Horizon   Avis de tempête

 

Le soleil chauffait à blanc les pierres de la montagne. De maigres buissons vivotaient dans ce paysage de désolation qui ne voyait l’eau que quelques trop  rares soirées de fin d’hiver. Le reste de l’année n’était que sécheresse, et vents brûlants. Un pays oublié des dieux.

Japhet n’avait qu’une dizaine d’année lorsqu’il commença à mener son troupeau de chèvres à travers les collines et les canyons. Son père, charpentier, n’avait eu d’autre choix que de le confier à Enosh, l’oncle marchand de bétail. Trop pauvre. Mauvaise lignée. Dommage pour Japhet, il aimait tant l’odeur du cèdre qui séchait, le son du rabot sur l’olivier. Il aimait caresser les veines des troncs séculaires et plonger ses mains dans la sciure fraiche.

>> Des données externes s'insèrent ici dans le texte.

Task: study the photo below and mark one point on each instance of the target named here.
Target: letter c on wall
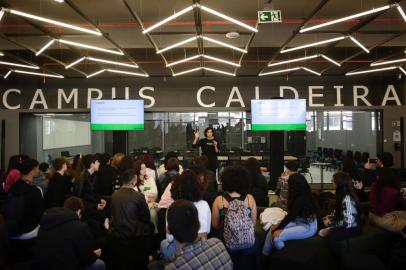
(199, 99)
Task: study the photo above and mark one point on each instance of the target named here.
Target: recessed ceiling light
(232, 35)
(54, 22)
(369, 71)
(39, 74)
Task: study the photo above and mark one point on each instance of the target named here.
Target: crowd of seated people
(121, 212)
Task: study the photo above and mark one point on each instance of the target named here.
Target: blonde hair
(115, 161)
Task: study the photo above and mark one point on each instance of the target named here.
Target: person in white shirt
(145, 184)
(163, 168)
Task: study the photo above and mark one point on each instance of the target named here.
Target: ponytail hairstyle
(344, 187)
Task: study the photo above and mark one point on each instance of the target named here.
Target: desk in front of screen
(236, 157)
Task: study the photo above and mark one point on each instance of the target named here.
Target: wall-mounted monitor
(278, 114)
(117, 114)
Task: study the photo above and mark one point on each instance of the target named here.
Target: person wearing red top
(387, 205)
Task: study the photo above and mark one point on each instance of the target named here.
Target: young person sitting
(23, 209)
(196, 253)
(345, 222)
(259, 186)
(301, 220)
(24, 204)
(187, 187)
(84, 187)
(58, 185)
(282, 185)
(130, 226)
(64, 242)
(387, 205)
(234, 214)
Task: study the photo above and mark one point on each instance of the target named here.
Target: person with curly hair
(301, 220)
(345, 222)
(206, 177)
(188, 187)
(209, 146)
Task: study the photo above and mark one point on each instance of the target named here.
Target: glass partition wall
(356, 131)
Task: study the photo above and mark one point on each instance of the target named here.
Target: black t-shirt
(208, 150)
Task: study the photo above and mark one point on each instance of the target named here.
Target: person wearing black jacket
(130, 228)
(301, 220)
(24, 204)
(85, 187)
(259, 186)
(209, 146)
(64, 242)
(58, 185)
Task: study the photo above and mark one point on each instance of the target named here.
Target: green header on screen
(117, 126)
(301, 126)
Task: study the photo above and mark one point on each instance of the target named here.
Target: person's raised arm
(195, 141)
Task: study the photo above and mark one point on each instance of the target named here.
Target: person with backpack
(345, 222)
(196, 253)
(23, 209)
(234, 214)
(301, 220)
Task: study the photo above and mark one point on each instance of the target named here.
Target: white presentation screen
(117, 114)
(278, 114)
(60, 133)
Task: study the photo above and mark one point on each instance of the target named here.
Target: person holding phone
(209, 146)
(374, 165)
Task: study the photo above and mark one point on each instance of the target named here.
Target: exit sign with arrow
(269, 16)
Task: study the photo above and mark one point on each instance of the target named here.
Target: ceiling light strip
(293, 60)
(45, 47)
(177, 44)
(223, 44)
(221, 60)
(186, 71)
(8, 74)
(311, 71)
(223, 16)
(112, 62)
(127, 72)
(75, 63)
(388, 62)
(331, 60)
(96, 73)
(18, 65)
(219, 71)
(50, 21)
(357, 15)
(183, 60)
(402, 13)
(2, 10)
(369, 71)
(39, 74)
(170, 18)
(359, 44)
(313, 44)
(279, 71)
(89, 47)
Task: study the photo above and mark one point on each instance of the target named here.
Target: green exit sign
(269, 16)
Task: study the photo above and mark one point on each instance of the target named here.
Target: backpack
(238, 226)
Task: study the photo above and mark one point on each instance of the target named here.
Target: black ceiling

Apprendre le métier avec son père, voilà ce qu’il aurait voulu. Mais c’était déjà du passé et désormais il passait ses journées à chercher le moindre coin d’ombre dans cette plaine hostile de la Bekaa, essayant tant bien que mal de ne pas disperser son troupeau. Il savait ce qu’il lui en coûterait s’il manquait une bête au comptage du soir, l’oncle Enosh n’était un homme facile.

L’odeur du bois n’était plus qu’un lointain souvenir dans la tête du jeune homme. Mais avait-il même jamais connu autre chose qu’épineux et désert aride ? Seuls les ciels d’été, constellés d’étoiles lui offraient quelque réconfort. Lorsque le village était endormi, il lui arrivait fréquemment de s’éloigner des derniers feux et, à la fraîcheur de la nuit, il s’allongeait au milieu des pierres. Il oubliait très vite l’inconfort de ce lit improvisé pour se plonger dans les myriades de petites lumières qui tapissaient la voute noire. Certaines formaient des dessins, d’autres semblaient s’être regroupées comme des gouttes de lait ;  certaines brillaient de 1000 feux alors que pour d’autres, il lui fallait rester d’intenses minutes les yeux grands ouverts pour espérer pouvoir les deviner. Il avait pourtant trouvé un nom pour chacune d’entre elles. Parfois, Japhet ne s’endormait qu’aux premiers rougeoiements, et par deux fois il avait même été réveillé par les coups de pieds d’Enosh, furieux que les chèvres n’aient pas encore été menées au pâturage.

Ainsi passa la jeunesse de Japhet, comme une étoile filante.

Quand il fut en âge de prendre femme, il n’avait rien à offrir aux parents des quelques prétendantes. Qu’est-ce qu’un pauvre berger qui ne possède même pas son troupeau peut espérer ? Toutes les filles de bonne lignée étaient déjà promises et pas un patriarche du village n’imaginait confier sa descendance au pauvre Japhet. Ne restait qu’Adara, la fille des tribus du Sud qu’une caravane de passage avait un jour « oubliée » au village. Elle était pourtant belle Adara : de longs cheveux noirs, un regard intense, une façon de marcher telle les favorites de ces princes marchands du Levant. Dans sa langue, Adara signifiait « vierge ». Mais elle n’appartenait pas au peuple de Japhet, elle était marquée. Tolérée, supportée mais jamais adoptée. Seule la vieille Shoshannah avait accepté de la prendre avec elle. Lorsque Japhet, un soir d’audace, vint lui déclarer qu’il avait choisi Adana, la réponse ne se fit pas attendre : « prends-la, elle est à toi ! ». Aucune cérémonie, aucune réjouissance au village, les deux parias s’étaient trouvés, qu’ils aillent s’installer où ils veulent, mais si possible assez loin de la tribu ! Une vieille bergerie de pierre leur servi de toit dans les collines et l’amour naquit d’une solitude commune. Un amour qui, peu à peu, devint aussi brulant que le soleil d’été, aussi grand que les forêts de cèdre du nord, aussi vaste que les ciels étoilés de Japhet. Il apprit à Adana à regarder ces ciels, il lui conta le nom des milliers de feux qui s’y perdaient. Ensemble, ils apprirent l’espoir.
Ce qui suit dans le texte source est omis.